For more than six decades, plastic waste has been threatening the the beauty that we can find beneath the surface of our oceans. By 2050 there may be more plastic in our oceans than fish.
A company named Plastic Bank thinks they have found a solution for the same, which starts with paying the people for keeping the plastic on dry land and then, being a for profit company, turn that plastic from environmentally dangerous garbage into something of value.
Plastic Bank sets an artificially high rate for redeemed bottles and other plastic waste, incentivizing collectors to gather the trash and bring it in for recycling.
Collectors receive payment, and Plastic Bank recycles the material into “social plastic,” which it then resells at a premium to environmentally aware-partner businesses like Henkel and Norton Point Sunglasses, which in turn craft it into recycled consumer goods, each branded with the social plastic message.
Instead of paying waste collectors in cash which might get stolen or end up lining the pockets of organized criminals, Plastic Bank used a novel method -Blockchain.

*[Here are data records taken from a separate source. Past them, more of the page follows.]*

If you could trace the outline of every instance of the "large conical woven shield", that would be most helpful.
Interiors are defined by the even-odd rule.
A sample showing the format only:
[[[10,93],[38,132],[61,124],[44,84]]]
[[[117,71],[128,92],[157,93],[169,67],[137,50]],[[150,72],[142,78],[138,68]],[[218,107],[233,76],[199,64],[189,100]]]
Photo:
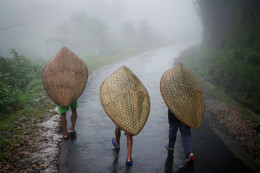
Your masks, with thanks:
[[[205,111],[203,91],[192,73],[181,63],[166,71],[160,90],[169,110],[191,128],[198,129]]]
[[[137,135],[143,129],[150,112],[150,97],[142,82],[126,66],[101,84],[100,101],[120,129],[130,135]]]
[[[87,66],[66,47],[48,62],[42,74],[47,94],[59,106],[68,106],[76,101],[87,79]]]

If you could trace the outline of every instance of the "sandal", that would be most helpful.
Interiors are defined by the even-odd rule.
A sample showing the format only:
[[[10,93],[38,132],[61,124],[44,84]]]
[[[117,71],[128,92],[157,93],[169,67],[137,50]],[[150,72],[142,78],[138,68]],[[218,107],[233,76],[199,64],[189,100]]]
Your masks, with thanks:
[[[191,154],[189,155],[189,158],[186,160],[186,162],[187,162],[187,163],[193,163],[193,162],[195,162],[195,160],[196,160],[196,158],[194,157],[194,154],[191,153]]]
[[[127,161],[127,158],[126,158],[126,164],[127,164],[127,165],[133,165],[133,159],[131,158],[131,161],[128,162],[128,161]]]
[[[69,134],[71,135],[71,137],[75,137],[77,132],[76,131],[73,131],[73,132],[69,132]]]
[[[65,137],[65,135],[63,135],[62,138],[63,138],[64,140],[68,140],[68,139],[69,139],[69,135],[68,135],[67,137]]]
[[[120,150],[120,148],[118,148],[118,147],[116,146],[116,138],[113,138],[113,139],[112,139],[112,144],[114,145],[116,151],[119,151],[119,150]]]

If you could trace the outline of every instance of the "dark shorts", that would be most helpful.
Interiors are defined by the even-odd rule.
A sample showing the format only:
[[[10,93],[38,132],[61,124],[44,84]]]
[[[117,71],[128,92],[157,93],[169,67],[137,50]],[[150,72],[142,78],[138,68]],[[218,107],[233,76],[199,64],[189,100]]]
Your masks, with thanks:
[[[168,121],[169,124],[178,123],[180,120],[168,109]]]

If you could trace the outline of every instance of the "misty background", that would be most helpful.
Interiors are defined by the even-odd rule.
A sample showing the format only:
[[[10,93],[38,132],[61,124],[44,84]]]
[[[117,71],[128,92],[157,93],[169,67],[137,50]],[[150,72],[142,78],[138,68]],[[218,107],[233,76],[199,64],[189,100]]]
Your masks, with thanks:
[[[200,39],[196,6],[195,0],[1,0],[0,56],[13,48],[49,59],[67,46],[100,58]]]

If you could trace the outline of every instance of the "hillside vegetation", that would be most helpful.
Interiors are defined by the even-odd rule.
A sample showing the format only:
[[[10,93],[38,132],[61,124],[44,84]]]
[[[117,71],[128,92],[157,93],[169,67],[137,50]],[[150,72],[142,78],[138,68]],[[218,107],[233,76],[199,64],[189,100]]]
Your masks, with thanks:
[[[260,1],[197,0],[200,46],[186,52],[201,76],[259,114]]]

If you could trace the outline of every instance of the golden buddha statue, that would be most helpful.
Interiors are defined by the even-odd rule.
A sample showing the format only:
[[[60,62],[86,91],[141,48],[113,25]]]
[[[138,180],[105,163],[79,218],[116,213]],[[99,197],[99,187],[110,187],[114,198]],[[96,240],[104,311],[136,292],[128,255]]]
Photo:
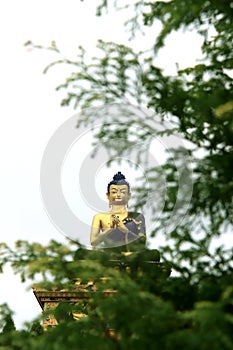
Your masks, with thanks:
[[[118,172],[107,186],[110,211],[96,214],[92,221],[91,245],[93,247],[127,246],[132,250],[132,242],[145,246],[145,219],[141,213],[129,212],[130,185],[125,176]],[[134,249],[133,249],[134,250]]]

Waste collectors receive a blockchain-based digital token on their smartphone that can be exchanged for actual goods with merchants who use Plastic Bank’s infrastructure. Users can shop for groceries, pay for school tuition, acquire medical insurance, or even buy basic utilities via micro-transactions — paying a few cents for the use of a solar lantern for an evening.
Built on LinuxONE, Plastic Bank’s system ensures the companies funding the program that the money goes where they expect. Because the system is built using blockchain technology based on The Linux Foundation’s Hyperledger Fabric framework, records are immutable, meaning they cannot be altered or manipulated without the consensus of the network.
IBM business partner Cognition Foundry built the technical solution for Plastic Bank.
IBM Blockchain technology is a key part of the solution. While today a Plastic Bank token is only exchanged once after a collector receives it, the system may ultimately allow for repeated use. For example, a collector could spend a token on a taxi, who could then spend that token to buy a pair of shoes.